When I first opened the KDResearch software, with 5200 Kindle sub-categories, I thought the database was pretty thorough. For each test we did, the database seemed complete.
Then yesterday, I started stumbling over categories that are not there.
For example, “Naturopathy” which is a category of books I am personally interested as a reader. There are only two of them in my database, and nearly a dozen inside Amazon.
It flagged a shortcoming in my database.
My goal is to be 99.5% accurate in my representation of Amazon sub-categories. I’d say 100%, but Amazon techs are adding new sub-categories daily, and I simply cannot stay ahead of what is done on their side in real time.
Here is the shocking reality about Amazon. I just finished the process of cataloging the entire Amazon directory tree — including physical products. The physical products category tree will be going into a different website.
The final count is done. There are more than 75,000 individual sub-categories within Amazon. And many of us have discovered, some of the sub-sub-categories were incomplete on the original crawl.

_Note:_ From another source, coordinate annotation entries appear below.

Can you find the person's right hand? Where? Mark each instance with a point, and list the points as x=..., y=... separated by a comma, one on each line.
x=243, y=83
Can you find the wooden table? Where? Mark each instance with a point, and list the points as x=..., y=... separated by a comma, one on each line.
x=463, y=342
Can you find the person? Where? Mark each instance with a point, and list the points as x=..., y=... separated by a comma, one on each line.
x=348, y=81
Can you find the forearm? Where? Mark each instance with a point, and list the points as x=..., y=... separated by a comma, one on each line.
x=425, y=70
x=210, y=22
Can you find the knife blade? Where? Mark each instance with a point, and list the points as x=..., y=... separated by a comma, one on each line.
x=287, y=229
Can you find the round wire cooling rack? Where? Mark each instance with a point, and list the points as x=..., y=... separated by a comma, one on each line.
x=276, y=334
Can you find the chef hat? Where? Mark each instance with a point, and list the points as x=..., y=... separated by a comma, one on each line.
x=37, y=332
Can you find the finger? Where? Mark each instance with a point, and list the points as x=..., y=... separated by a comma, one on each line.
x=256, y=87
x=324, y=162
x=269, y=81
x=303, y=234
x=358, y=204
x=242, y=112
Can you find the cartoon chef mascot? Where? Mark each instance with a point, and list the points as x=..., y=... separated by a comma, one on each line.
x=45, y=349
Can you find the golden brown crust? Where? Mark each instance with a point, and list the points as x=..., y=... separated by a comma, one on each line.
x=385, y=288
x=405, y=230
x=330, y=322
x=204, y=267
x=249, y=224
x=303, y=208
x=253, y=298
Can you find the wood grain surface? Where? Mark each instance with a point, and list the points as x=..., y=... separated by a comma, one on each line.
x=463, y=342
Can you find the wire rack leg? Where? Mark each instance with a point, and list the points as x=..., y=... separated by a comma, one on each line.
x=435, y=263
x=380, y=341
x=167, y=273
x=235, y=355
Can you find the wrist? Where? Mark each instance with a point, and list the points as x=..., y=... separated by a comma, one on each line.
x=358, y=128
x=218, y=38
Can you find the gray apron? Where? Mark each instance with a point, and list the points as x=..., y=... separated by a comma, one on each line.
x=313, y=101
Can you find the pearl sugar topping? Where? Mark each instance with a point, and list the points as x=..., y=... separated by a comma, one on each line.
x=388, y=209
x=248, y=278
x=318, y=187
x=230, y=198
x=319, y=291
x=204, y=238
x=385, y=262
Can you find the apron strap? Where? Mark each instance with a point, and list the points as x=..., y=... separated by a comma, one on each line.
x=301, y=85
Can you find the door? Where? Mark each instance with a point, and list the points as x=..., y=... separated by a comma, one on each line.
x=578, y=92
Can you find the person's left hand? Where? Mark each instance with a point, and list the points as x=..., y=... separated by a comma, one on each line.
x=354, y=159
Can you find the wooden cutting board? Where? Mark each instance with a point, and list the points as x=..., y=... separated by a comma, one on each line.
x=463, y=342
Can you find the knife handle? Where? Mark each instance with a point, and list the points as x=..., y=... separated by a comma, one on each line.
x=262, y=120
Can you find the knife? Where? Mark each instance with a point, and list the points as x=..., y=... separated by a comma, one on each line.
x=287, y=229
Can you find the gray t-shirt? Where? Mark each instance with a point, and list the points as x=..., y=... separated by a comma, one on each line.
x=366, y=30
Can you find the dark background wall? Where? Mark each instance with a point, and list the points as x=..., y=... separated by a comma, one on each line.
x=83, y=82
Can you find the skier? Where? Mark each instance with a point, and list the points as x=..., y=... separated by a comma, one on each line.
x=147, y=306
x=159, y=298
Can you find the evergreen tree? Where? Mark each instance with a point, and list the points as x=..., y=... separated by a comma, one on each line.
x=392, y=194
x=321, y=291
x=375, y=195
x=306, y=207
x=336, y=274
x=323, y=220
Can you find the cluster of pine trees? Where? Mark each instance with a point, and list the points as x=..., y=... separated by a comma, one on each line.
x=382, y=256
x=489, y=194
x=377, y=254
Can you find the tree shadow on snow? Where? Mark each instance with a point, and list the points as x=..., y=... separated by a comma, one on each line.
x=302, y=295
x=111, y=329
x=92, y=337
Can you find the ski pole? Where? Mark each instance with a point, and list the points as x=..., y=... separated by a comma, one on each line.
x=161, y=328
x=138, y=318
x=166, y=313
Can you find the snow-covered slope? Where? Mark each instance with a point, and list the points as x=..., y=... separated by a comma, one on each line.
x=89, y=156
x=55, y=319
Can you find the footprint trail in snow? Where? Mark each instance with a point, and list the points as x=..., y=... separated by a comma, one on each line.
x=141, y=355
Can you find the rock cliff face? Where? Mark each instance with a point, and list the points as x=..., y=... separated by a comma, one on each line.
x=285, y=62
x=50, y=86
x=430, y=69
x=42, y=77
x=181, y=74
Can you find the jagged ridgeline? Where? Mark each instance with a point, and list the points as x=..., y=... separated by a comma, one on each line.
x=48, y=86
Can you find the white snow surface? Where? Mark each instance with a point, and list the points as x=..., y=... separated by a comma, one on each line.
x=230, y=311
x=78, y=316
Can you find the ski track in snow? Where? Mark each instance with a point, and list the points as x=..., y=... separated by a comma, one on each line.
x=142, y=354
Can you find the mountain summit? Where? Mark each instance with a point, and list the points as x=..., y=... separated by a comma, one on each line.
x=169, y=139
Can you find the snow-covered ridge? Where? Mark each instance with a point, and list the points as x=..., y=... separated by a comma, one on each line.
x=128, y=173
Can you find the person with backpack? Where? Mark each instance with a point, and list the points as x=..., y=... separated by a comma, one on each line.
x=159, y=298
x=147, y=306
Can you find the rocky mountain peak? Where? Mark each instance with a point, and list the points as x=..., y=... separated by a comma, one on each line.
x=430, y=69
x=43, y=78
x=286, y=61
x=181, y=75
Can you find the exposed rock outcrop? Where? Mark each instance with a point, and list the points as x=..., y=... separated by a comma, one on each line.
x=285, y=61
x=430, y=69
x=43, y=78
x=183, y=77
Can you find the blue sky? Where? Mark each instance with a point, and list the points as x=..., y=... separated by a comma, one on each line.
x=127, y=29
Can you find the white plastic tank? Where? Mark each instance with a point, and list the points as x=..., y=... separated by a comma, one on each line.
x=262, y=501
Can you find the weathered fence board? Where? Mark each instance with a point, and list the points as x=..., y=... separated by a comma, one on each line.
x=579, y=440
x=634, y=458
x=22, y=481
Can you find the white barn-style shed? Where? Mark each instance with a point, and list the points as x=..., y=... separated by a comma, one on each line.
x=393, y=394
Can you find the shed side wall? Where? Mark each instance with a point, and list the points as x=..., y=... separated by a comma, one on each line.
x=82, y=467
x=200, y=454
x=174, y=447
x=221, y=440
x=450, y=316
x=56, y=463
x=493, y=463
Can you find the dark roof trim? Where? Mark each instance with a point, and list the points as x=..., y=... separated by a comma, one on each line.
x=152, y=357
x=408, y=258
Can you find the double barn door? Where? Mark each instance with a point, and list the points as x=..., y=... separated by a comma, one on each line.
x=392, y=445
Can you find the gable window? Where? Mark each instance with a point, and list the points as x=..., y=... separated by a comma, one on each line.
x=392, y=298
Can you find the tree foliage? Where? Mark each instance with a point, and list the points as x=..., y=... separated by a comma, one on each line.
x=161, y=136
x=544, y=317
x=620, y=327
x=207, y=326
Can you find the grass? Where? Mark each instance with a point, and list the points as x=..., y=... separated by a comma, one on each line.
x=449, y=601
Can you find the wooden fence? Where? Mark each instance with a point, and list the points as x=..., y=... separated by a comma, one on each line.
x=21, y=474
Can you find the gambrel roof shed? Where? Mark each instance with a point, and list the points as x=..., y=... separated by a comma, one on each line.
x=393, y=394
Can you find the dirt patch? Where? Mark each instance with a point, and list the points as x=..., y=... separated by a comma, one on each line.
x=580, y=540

I am in the process of adding two significant upgrades to the software, which I do believe will allow me to fill out more of those missing categories.
New Tool #1 will allow you to type in a keyword search query, and the software will find the top 100 best selling books related to that keyword, then the software will capture the directories listed for those top 100 books and document them for us.
This will allow me to capture all of the categories related to a specific keyword, and it will allow me to capture many of the missing categories.
New Tool #2 will allow the same process, but with a sub-category as a starting point. It will capture the top 100 books, and then map the categories used with those books.
Both tools are going to let me bring in categories that I might have missed on the first crawl — which was done with the Amazon API, which should have been complete, because the information was coming directly from Amazon.
Both of these tools will be found under the category “Stacked Searches” when they are complete. The reason they are going there is because getting the data for one keyword will result in 110 Amazon API calls, and Amazon currently throttles my requests to one per second. So “Stacked Searches” will require nearly two minutes of crawl time.
Because of the throttling and because of the volume of requests I expect on those tools, I have set it up in such a way that you make the initial request for the data, the software does the first ten API calls, then it returns you to the Search page, where you will see a list of “Your Searches”. Each keyword search request is attributed to an individual member, so that no one else can see what you are researching.
So, on the Search page, you will have a Search Box and a historical list of searches “you” have conducted previously. When the final piece of data has been collected, you will be able to re-open the search page and see a link to the results you wanted.
When I gather the book-related data, that information will only be updated once a day.
As I am able to archive more and more book data, some of the searches will go more quickly, because I will be able to pull from archived data instead of fresh Amazon API calls.
The bottom line on “Stacked Searches” is that I can use it to fill out more of the missing categories, but for you, it brings an added advantage. “Stacked Searches” will allow you to see what categories are serving the Top 100 Best Selling Books on a keyword search or sub-category search, giving you the ability to dig even deeper into the data.
When request volume is high, “Stacked Searches” might take a few minutes to yield results. When request volume is low, I should be able to get it down to close to a minute.
Later in the week, I plan on adding a submission box that allows us to add sub-categories not represented and put them into the database for a re-crawl.